As you put all of that together and with confidence, we as leaders of Evelo believe we're now in a position where we've confirmed data driven the existence of the small intestinal axis. I'm a neurologist by training, somewhat ancient immunologist by training nowadays. And even today, very, very few immunologists, I suspect very few Nobel prize winners is my standard statement on that in immunology are aware of the existence of the small intestinal axis. That's just a remarkable thing that we're uncovered, some fundamentals of governing human systemic biology.

But what's really exciting is we've essentially demonstrated now clinically that we can harness that newly uncovered area of small intestinal axis to drive clinical signals. So we're just looking through optimizing that in the way that one always does for classic drug development. Great to have Jonathan join us, great to be expanding the team more broadly. But Mark mentioned that he and I go way back to the very early days of antibodies, and what we've done to date has been much, much faster than what took -- what was required in the antibody world, which we're delighted about.
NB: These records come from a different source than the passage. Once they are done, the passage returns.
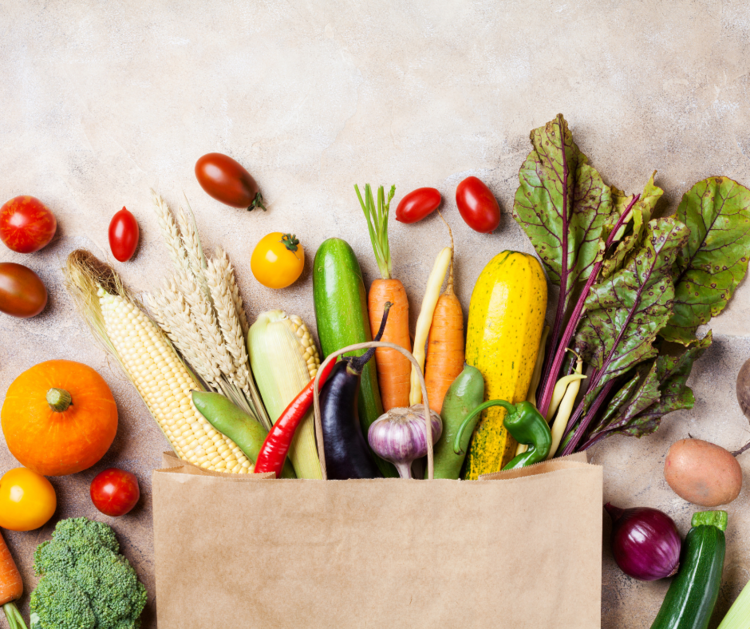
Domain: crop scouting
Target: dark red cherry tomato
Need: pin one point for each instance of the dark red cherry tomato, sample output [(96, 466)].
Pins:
[(123, 235), (418, 204), (227, 181), (26, 225), (115, 492), (22, 293), (477, 205)]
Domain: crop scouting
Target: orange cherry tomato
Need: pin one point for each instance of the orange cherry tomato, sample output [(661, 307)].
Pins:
[(27, 500), (278, 260)]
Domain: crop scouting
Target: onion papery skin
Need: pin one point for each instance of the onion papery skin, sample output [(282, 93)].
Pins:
[(399, 436), (645, 542)]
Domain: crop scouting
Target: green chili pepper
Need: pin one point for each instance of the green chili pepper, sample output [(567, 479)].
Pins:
[(523, 422)]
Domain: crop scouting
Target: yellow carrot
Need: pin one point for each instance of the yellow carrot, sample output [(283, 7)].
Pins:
[(432, 293)]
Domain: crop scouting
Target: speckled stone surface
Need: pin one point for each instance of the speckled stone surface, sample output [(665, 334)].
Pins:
[(102, 101)]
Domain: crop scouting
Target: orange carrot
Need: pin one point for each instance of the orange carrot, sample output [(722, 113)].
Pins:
[(445, 345), (11, 586), (394, 369)]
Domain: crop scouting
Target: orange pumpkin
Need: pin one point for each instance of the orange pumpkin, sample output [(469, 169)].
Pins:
[(59, 417)]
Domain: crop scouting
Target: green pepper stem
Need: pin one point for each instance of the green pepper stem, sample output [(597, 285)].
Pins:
[(711, 518), (473, 416)]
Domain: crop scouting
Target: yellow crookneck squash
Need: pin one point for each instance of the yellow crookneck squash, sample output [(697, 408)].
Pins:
[(506, 316)]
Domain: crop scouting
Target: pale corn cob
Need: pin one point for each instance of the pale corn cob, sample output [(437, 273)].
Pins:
[(165, 385), (284, 359)]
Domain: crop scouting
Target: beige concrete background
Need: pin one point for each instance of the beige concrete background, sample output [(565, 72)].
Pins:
[(101, 101)]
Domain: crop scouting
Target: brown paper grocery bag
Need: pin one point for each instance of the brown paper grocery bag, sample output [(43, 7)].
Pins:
[(514, 550), (506, 553)]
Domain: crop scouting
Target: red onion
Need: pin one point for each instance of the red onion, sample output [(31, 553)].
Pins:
[(645, 542)]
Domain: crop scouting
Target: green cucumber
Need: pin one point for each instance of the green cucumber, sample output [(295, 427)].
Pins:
[(463, 396), (341, 313), (692, 595), (232, 422)]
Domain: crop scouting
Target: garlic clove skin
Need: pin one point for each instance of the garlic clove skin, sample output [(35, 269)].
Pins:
[(399, 436)]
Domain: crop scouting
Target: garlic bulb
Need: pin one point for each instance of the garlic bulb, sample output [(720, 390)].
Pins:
[(399, 436)]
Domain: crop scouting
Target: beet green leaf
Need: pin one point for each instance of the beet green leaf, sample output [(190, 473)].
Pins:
[(625, 312), (714, 261)]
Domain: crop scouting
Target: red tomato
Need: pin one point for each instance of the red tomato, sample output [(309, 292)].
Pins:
[(115, 492), (477, 205), (26, 225), (123, 235), (22, 293), (418, 204), (227, 181)]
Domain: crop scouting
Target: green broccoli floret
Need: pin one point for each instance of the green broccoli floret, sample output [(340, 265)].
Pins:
[(58, 603), (85, 554), (82, 528)]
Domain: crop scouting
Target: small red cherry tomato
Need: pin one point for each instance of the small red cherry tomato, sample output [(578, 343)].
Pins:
[(226, 180), (26, 225), (477, 205), (115, 492), (123, 235), (418, 204)]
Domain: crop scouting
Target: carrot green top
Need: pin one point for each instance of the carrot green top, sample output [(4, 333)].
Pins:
[(377, 223)]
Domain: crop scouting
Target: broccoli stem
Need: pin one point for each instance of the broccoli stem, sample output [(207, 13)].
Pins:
[(15, 620)]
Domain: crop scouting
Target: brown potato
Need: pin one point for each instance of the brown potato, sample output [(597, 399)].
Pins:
[(702, 473)]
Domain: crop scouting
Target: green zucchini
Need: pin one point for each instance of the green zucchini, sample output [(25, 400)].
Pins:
[(341, 313), (692, 595), (463, 396)]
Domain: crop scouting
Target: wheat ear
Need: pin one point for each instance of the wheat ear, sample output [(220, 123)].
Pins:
[(171, 232), (231, 280)]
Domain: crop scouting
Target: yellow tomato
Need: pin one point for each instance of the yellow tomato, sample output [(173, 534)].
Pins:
[(277, 260), (27, 500)]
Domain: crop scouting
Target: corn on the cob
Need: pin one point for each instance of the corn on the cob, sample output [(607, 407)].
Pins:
[(151, 363), (284, 359)]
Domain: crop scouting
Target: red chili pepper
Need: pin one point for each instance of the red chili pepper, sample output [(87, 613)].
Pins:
[(273, 452)]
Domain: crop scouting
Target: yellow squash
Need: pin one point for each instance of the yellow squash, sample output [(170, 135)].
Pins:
[(506, 316)]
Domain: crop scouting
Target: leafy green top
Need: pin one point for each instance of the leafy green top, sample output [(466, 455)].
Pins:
[(377, 224), (644, 279), (717, 211)]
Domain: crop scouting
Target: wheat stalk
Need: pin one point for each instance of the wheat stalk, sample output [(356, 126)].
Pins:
[(192, 245), (231, 280), (170, 306), (205, 320), (202, 312), (229, 323), (171, 232)]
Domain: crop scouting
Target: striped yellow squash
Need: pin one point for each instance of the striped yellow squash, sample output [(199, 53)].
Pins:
[(506, 316)]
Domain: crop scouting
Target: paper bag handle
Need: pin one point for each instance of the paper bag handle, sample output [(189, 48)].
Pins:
[(426, 403)]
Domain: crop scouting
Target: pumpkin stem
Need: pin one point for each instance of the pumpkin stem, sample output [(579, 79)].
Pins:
[(59, 400)]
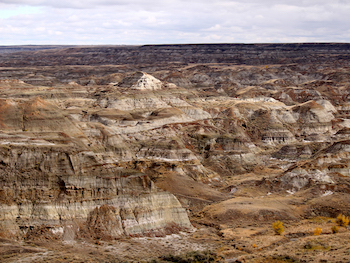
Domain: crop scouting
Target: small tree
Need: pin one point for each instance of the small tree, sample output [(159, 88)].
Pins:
[(278, 227)]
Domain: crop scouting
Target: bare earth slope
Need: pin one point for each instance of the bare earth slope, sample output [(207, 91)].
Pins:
[(137, 152)]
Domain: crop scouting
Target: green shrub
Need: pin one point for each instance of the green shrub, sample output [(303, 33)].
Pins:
[(278, 227), (342, 220), (317, 231), (335, 229)]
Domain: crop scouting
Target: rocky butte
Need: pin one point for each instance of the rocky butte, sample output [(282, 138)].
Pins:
[(132, 153)]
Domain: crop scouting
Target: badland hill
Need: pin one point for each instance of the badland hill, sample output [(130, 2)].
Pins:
[(133, 153)]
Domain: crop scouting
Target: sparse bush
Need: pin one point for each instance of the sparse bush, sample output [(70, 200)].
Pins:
[(192, 257), (335, 229), (278, 227), (342, 220), (317, 231)]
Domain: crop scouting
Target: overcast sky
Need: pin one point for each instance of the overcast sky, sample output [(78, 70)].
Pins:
[(86, 22)]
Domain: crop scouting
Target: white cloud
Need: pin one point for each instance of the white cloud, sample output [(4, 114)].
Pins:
[(172, 21)]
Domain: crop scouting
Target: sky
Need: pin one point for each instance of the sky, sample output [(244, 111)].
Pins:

And we're going to have ups and downs always that way in drug development, but we're really well positioned to get there in a very big and transformative way.

So I just wanted to emphasize how it is incredibly exciting inflection point and we're into 2021 with a lot of confidence. And then as always wanted to thank our investors and our great analysts for the coverage and the interest and support. And no other comments from me. Thank you very much.

This concludes today's conference call. Thank you for participating. You may now disconnect.